Voorzitter. In de loop van het debat heb ik diverse interrupties gehouden. Daarbij komt het met name neer op een voorstel dat ik heb gedaan, namelijk dat we zouden kunnen afspreken dat tijdelijke maatregelen of noodmaatregelen die leiden tot aantasting van grondrechten door een gekwalificeerde meerderheid in het parlement worden vastgesteld. Ik heb drie collega's geïnterrumpeerd. Ik moet eerlijk zeggen dat ik het slechtste antwoord van de heer Nicolaï kreeg. Die gaf aan dat het instellen van de avondklok, het gedurende twee maanden opsluiten van ouderen in bejaardentehuizen of het sluiten van allerlei onderwijsvoorzieningen vergelijkbaar is met het verstrekken van een vergunning aan een marktkoopman. Ik denk dat dit niet helemaal klopt. Bovendien zit in het huidige voorstel al een verschil tussen lichte en zwaardere gevallen als het gaat over aantasting van rechten. Ik vind het jammer dat het zo werd neergezet door de heer Nicolaï. Zeker met zijn achtergrond op het gebied van rechten, zou ik daar een wat beter antwoord hebben verwacht. Maar goed, wellicht kan hij daar nog eens over nadenken.

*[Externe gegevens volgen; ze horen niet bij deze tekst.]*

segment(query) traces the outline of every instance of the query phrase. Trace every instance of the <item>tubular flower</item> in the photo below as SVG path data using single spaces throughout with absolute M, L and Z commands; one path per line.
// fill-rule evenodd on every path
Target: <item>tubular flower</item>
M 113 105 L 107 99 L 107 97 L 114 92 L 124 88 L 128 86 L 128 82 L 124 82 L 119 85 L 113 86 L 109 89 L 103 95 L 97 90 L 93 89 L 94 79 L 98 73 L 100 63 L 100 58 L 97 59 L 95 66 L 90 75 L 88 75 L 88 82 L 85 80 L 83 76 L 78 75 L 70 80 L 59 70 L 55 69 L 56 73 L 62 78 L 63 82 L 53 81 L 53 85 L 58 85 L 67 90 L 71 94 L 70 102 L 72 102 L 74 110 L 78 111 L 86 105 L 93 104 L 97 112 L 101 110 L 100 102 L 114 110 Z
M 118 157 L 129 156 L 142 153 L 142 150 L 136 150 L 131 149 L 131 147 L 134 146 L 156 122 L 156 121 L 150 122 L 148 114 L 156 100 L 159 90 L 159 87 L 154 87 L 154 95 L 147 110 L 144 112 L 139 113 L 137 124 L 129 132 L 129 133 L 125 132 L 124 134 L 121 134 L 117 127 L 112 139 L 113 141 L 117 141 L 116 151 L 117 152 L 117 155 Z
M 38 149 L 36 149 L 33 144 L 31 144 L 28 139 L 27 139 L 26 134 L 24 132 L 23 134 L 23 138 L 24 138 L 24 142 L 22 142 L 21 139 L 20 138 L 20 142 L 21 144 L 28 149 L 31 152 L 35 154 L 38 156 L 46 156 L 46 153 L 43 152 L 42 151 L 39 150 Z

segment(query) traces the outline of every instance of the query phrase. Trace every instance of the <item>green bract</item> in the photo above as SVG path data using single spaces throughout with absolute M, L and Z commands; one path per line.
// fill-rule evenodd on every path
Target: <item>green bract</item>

Voorzitter. De OSF-fractie zal tegen deze wet stemmen. Dat doen wij om een aantal redenen. Op de eerste plaats is er geen afdoende evaluatie gedaan. Toch gaan we nu over tot het wijzigen van een wet. Uit zoals de bestaande wet tot nu toe heeft gefunctioneerd, is niet gebleken dat bij noodsituaties die bestaande regelgeving niet functioneert. Ik wijs naar allerlei activiteiten die aan het begin van de covidperiode in 2020 hebben plaatsgevonden, waarbij de GGD's in positie zijn geweest en waarbij burgemeesters en veiligheidsregio's hun uiterste best hebben gedaan. In het kader van de opschaling werden eigenlijk vrij snel in het hele land direct adequate maatregelen getroffen. Er is dus niet gebleken dat die constructie, die structuur in de praktijk slecht functioneert. Er is dus eigenlijk geen aanleiding om die structuur te wijzigen, zeker als het gaat om het eventueel aantasten van een aantal grondrechten. Dat heeft dus geen voorkeur van de OSF.

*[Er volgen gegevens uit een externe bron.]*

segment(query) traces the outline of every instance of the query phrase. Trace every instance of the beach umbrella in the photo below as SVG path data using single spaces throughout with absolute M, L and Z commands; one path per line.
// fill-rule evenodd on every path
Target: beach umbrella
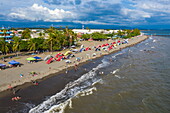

Voorzitter. Bovendien vervalt de blokkeringsregeling. Ook dat is niet een punt waar de OSF om staat te schreeuwen. Het aantasten van grondrechten is een slechte zaak. Wij pleiten ervoor om dat alsnog in de wet te bouwen. In een interruptie heb ik gezegd dat je dat misschien zou kunnen regelen via een novelle. Dan gaat het met name om het introduceren van een gekwalificeerde meerderheid. Ik roep de minister op om te kijken of er een mogelijkheid is om een novelle in te dienen om een gekwalificeerde meerderheid van toepassing te verklaren als in het parlement gestemd moet worden over het aantasten van grondrechten.
Voorzitter. Goed, ik denk dat ik het bij deze bijdrage laat. De OSF zal tegen dit voorstel stemmen.
De voorzitter:
Dank u wel, meneer Raven. Wenst een van de leden nog het woord in de eerste termijn? Dat is niet het geval. Dan ga ik voor een heel kort moment schorsen. Ik vraag de woordvoerders om even hierheen te komen om te overleggen over de aanvangstermijn morgenochtend.